Nous allons restructurer notre révision budgétaire pour cette année. Mais sur la data, les commerciaux, etc, nous allons continuer d'investir pour grandir. Nous allons connaître des mois compliqués, il y aura des impacts, mais nous sommes une entreprise de croissance, avec des bases solides et nous allons investir pour retrouver une croissance qui soit porteuse.

Vous êtes donc plutôt confiant pour l'avenir, et notamment pour celui du Boncoin ?

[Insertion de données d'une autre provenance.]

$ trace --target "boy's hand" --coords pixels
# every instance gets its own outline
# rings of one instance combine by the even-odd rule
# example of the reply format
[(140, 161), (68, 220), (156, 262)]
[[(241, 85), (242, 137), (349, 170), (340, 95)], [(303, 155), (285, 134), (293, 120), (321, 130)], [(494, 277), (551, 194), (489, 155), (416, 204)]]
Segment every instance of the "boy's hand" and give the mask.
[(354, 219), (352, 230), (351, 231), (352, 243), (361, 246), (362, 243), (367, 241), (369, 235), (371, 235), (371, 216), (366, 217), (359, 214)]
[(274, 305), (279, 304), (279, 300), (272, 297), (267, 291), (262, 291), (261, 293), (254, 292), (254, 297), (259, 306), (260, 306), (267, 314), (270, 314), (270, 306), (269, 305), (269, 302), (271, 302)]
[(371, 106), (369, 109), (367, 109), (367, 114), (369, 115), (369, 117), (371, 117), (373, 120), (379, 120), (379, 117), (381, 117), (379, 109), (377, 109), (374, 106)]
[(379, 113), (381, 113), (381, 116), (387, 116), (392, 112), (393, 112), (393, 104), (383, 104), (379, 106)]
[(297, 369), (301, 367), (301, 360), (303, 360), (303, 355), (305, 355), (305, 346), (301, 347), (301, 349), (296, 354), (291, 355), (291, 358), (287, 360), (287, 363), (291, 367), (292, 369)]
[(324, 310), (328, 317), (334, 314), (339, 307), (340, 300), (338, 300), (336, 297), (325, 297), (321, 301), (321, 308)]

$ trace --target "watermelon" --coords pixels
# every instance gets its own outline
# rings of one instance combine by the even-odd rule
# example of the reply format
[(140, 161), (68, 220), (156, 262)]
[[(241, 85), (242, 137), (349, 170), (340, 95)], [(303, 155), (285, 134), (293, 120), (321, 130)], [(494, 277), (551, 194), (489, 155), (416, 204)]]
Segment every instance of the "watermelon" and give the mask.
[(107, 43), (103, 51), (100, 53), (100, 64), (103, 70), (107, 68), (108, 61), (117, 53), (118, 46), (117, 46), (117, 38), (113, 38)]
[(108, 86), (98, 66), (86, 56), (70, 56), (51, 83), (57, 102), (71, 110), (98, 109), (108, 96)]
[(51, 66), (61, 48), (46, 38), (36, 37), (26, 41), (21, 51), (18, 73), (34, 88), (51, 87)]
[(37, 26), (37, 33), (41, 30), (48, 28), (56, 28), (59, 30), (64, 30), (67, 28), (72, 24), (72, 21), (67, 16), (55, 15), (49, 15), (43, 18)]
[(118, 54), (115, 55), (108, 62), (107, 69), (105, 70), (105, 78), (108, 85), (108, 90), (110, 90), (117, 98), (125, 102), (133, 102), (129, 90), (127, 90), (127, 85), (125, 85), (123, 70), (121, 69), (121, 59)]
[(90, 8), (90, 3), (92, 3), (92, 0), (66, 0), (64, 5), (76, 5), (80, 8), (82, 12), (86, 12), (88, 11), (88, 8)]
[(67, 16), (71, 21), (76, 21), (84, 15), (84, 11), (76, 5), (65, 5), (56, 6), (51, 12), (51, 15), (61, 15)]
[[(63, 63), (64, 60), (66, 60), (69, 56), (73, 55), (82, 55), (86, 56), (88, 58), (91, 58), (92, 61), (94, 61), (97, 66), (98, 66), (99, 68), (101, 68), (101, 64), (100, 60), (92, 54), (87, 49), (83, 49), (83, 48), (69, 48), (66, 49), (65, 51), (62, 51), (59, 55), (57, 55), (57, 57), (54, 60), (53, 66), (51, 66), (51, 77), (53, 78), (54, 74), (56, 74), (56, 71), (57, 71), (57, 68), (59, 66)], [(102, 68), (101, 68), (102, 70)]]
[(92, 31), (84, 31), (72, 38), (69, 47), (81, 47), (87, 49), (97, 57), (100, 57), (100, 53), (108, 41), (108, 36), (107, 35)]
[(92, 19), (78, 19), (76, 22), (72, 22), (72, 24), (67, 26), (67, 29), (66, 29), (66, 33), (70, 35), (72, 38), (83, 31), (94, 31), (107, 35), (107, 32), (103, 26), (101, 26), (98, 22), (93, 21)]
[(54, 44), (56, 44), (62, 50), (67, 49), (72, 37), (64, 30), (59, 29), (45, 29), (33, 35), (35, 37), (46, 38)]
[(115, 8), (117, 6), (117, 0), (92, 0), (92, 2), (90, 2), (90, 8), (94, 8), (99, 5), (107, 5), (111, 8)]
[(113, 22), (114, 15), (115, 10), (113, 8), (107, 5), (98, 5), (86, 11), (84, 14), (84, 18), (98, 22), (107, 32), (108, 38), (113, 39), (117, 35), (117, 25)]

Une entreprise comme Leboncoin va tirer son épingle du jeu. Bien sûr, le pouvoir d'achat de certains de nos concitoyens va se trouver affecté, par la perte d'emploi, la maladie… Des situations compliquées vont advenir pour certains. Notre société se demande comment mieux vivre et je crois que la période de confinement peut s'avérer utile pour ça, pour mieux consommer. Consommer territorialement, localement et d'occasion… Tout ça donne du sens. Les Français vont se poser des questions sur les entreprises chez lesquelles ils achètent. Nous sommes bien contents de voir nos services publics certes souffrir, mais faire front et je suis curieux de voir comment la perception des gens va évoluer. En tant que dirigeant, je suis fier de payer mes impôts en France car je crois que cet impôt est utile aujourd'hui. Nos utilisateurs et les Français s'acheminent peut-être vers une prise de conscience forte sur cet aspect, qui les amènera peut-être à privilégier les entreprises qui paient leurs impôts en France plutôt que la plateforme d'à côté qui fait de l'optimisation fiscale et crée peu d'emploi ou alors de l'emploi mal payé. A service équivalent, privilégier le plus vertueux. Je ne vise pas que Leboncoin. Il est important de relocaliser notre consommation sur nos territoires et ça concerne le numérique aussi.

Ex responsable marketing chez TDF puis Pagesjaunes.fr, Antoine Jouteau fait son entrée dans le groupe Leboncoin en 2009, en tant que directeur du développement des affaires. Passé directeur général adjoint de Leboncoin.fr en 2013, il en est devenu le PDG en 2015.